FIG. 1 is a generalized block diagram of a computer system 100 in the prior art. In the computer system 100, central processing unit (CPU) 105 communicates via bus interface 110 to system memory 115. I/O interface 130 receives user input from one or more user input devices 135 and forwards the input to CPU 105. Visual output is provided on display device 145 by way of graphics subsystem 140. System disk 120 is connected to I/O interface 130 or bus interface 110.

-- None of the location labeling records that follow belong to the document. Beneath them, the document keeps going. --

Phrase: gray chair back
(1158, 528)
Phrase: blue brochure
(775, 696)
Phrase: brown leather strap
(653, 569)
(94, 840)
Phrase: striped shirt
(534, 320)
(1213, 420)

Clock generator 150 supplies clocks at a variety of frequencies to the various components of computer system 100. For example, clock generator 150 may provide a number of different clocks (e.g., at different frequencies) to drive the various hardware circuits within graphics subsystem 140. Clock generator 150 may supply a digital-to-analog converter (DAC, not shown) in graphics subsystem 140 with various clocks so that the DAC can generate an analog signal to display device 145, and may supply another circuit component such as I/O interface 130 with other clocks. The clocks are needed so that the various hardware circuitry in computer system 100 may perform their respective functions.
At any point in time, some circuitry modules in computer system 100 may be idle and not performing a useful function. While the module is idle, computer system 100 may disable clocks to the idle module in order to save power. For example, to extend battery life where computer system 100 is a laptop PC, a software power management component running on CPU 105 may command clock generator 150 to disable one or more of the clocks supplied to the idle module.
However, each of the individual software components running on CPU 105 may not always be coordinated or “aware” of the exact state of the modules in computer system 100. For example, a driver software component may operate independently of the power management software component. The driver may get stuck in a loop attempting to read status of an idle module, because if the idle module's clock is disabled, the module will not respond to the driver's request for status information. If the driver does not receive status information from the module, the driver may keep attempting to read the status of the module. In another example, to service an interrupt, an interrupt service routine running on CPU 105 might need to read registers in various modules distributed across computer system 100 to determine why the interrupt occurred, e.g., because of a context switch, an error, or a software semaphore that indicates that an event has concluded. The interrupt service routine might get stuck in a loop attempting to read status from idle modules, or may time out doing so.
Therefore, because each of the individual software components running on CPU 105 may be uncoordinated relative to the hardware modules in computer system 100, computer system 100 may require modules to remain on so that drivers, interrupt service routines, and the like can read the status of the modules. A module may be required to remain on even if the module might otherwise be disabled as not actively performing a useful function. Keeping the module on unnecessarily consumes power in computer system 100.